India has the world’s third highest rare disease population, more than the whole population of Thailand
There are an estimated 7000 known rare diseases. Only 450 are recorded in India
Average of 7 years to diagnose a rare disease
Less than 5% of rare disease have available treatment, most unaffordable
72% of rare diseases have identifiable genetic origin
70% of rare diseases affect start in childhood
“This year’s Racefor7 comes soon after the release of the National Policy for Rare 2020 draft by the Government of India which the rare disease community has found wanting in several areas,” said Prasanna Shirol, Ashoka Fellow and Co-founder, ORDI, and the father of a rare disease patient. “We hope that this event will create an opportunity for more voices of the rare disease community to be heard across all stakeholders so that the rare disease community can lead a life of dignity and equality. We need to increase our efforts to show that ‘rare isn’t scarce, rare isn’t infrequent, rare isn’t remote’ and the idea of holding Racefor7 in more cities this year is to show policy makers that rare is not as rare as it is made out to be.” Collectively across the world, rare disease patients make up the third largest country in the world and in India, the rare disease community is about the size of Thailand’s population.
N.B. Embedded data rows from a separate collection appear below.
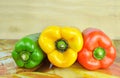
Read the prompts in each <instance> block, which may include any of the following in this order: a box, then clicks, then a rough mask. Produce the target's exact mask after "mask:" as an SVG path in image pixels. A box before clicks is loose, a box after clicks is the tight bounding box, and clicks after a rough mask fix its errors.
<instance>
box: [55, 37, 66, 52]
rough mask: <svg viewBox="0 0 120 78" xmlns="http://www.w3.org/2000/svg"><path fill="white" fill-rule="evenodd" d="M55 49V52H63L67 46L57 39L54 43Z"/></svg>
mask: <svg viewBox="0 0 120 78" xmlns="http://www.w3.org/2000/svg"><path fill="white" fill-rule="evenodd" d="M56 48H57V50H59V51H61V52H64V51H65V50H67V48H68V44H67V43H66V41H65V40H63V39H59V40H57V41H56Z"/></svg>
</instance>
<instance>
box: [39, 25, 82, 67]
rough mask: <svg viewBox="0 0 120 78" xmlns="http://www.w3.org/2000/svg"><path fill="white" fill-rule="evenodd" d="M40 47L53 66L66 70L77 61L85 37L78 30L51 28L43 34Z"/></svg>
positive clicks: (74, 28) (51, 27) (45, 30)
mask: <svg viewBox="0 0 120 78" xmlns="http://www.w3.org/2000/svg"><path fill="white" fill-rule="evenodd" d="M39 45H40V47H41V49H42V50H43V51H44V52H45V53H46V54H47V56H48V59H49V61H50V62H51V63H52V64H53V65H55V66H57V67H63V68H64V67H69V66H71V65H72V64H73V63H74V62H75V61H76V60H77V53H78V51H80V50H81V49H82V46H83V37H82V33H81V32H80V30H78V29H77V28H73V27H60V26H49V27H47V28H46V29H45V30H43V32H42V33H41V35H40V37H39Z"/></svg>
It was in February, 2016, that ORDI organized the first Racefor7 in Bangalore to create awareness and a collective voice for the rare disease community. Since then, the event has grown in size and stature and is held in many cities across India and in select overseas countries. In 2020, Racefor7 will be held through February and March across 20 Indian cities – Ahmedabad, Bengaluru, Chennai, Coimbatore, Davanagere, Delhi, Hyderabad, Indore, Jaipur, Kochi, Kolkata, Mangaluru, Mumbai, Mysuru, Nagpur, Puducherry, Pune, Thiruvananthapuram Vadodara and Vellore. Although an estimated 70 million patients in India live with a rare disease, accessible and affordable treatment is still a long way away. Besides the fact that it takes an average of seven years to diagnose a rare disease due to lack of awareness and diagnostics available, most treatment when available is either not accessible in India or beyond the reach of an average Indian patient. Patients and their caregivers therefore go through a very challenging time, compounded by the lack of other facilities and public access for such patients who often suffer from related physical disabilities. Besides members of the general public, several rare disease patients and their families will participate in Racefor7 to draw attention to the challenges they face and the need for government support in creating a comprehensive Rare Diseases Policy for India as well as the need of other stakeholders to create to more supportive and inclusive environment for the rare disease community.
“IQVIA is delighted to be associated for the fifth consecutive year as the main sponsor of Racefor7 which is a unique way of bringing together rare disease patients, their caregivers and the community at large for a common cause. It is extremely rewarding to learn of the positive impact that Racefor7 has had for the rare disease community over the last five years,” said Amit Mookim, Managing Director, IQVIA South Asia. Rare Diseases is a key therapeutic focus for IQVIA who has provided clinical services for more than 321 rare disease studies in 87 countries worldwide since 2014.
“ There has been some extremely positive changes in the state post the first Race for 7 awareness in 2019. The State government has taken initiative and established a task force committee for Rare Disease, many eminent doctors have taken lead in spreading disease specific awareness, many parent bodies have come together as a group to join hands in the endeavor “ said Dr. Dipanjana Datta, state coordinator, ORDI. She added that there has been a lot of activity in awareness, management and in coming up with intervention strategies towards rare disease post the first Race for 7, however , it’s a long way to go in sensitizing not only policy makers, and health care givers, but also the general public towards rare disease and the struggles for each such family to build an inclusive society. “We have seen the positive impact of Race for 7 through these years in raising awareness about rare diseases but more needs to be done. I request all member of the public to participate in Racefor7 because together we can amplify the voice of the rare disease community and move mountains,” said Prasanna Shirol.